Ce décalage entre surfaces et volumes soulève des questions structurelles sur la performance agronomique réelle de la filière. Rapportée à la superficie récoltée, la production moyenne nationale reste inférieure à une tonne par hectare, traduisant une productivité globalement faible comparée aux standards des bassins intensifs méditerranéens, notamment en Espagne ou en Californie, où l’irrigation maîtrisée et le matériel végétal amélioré permettent des rendements nettement plus élevés.

Au Maroc, l’expansion de l’amandier s’est historiquement appuyée sur son adaptation aux zones de montagne et aux conditions de bour. L’arbre est largement implanté dans le Moyen Atlas, le Haut Atlas et certaines zones de l’Oriental, où il joue un rôle économique et social majeur pour les exploitations familiales. Cette vocation extensive explique en partie les rendements observés en 2024, fortement dépendants de la pluviométrie et des épisodes de gel tardif ou de stress hydrique prolongé.

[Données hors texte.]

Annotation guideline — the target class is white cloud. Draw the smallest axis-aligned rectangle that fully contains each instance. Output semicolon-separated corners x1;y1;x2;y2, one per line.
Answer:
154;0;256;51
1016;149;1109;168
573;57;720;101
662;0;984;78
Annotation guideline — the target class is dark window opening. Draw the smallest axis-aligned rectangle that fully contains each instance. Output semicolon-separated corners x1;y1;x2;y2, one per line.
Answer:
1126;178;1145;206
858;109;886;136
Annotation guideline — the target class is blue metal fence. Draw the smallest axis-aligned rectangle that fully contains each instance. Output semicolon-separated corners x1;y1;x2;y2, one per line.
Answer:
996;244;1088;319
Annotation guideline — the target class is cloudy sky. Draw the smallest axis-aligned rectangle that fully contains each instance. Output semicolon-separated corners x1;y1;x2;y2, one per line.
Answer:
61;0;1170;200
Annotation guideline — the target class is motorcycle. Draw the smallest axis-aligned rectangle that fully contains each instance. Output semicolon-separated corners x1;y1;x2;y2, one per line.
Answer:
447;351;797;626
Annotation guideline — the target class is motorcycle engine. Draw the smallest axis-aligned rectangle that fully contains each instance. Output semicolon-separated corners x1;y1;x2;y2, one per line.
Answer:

Les données FAOSTAT ne distinguent pas les systèmes de conduite, mais les observations de terrain convergent vers une dualité croissante de la filière. D’un côté, des vergers traditionnels, souvent issus de semis, à faible densité et à conduite peu intensive, dominent encore en superficie. De l’autre, des plantations modernes émergent progressivement dans les périmètres irrigués, avec des variétés sélectionnées, une densité maîtrisée et une gestion plus rigoureuse de l’eau et de la fertilisation. Ces vergers récents restent toutefois minoritaires dans l’ensemble national, ce qui limite encore leur impact sur la production globale.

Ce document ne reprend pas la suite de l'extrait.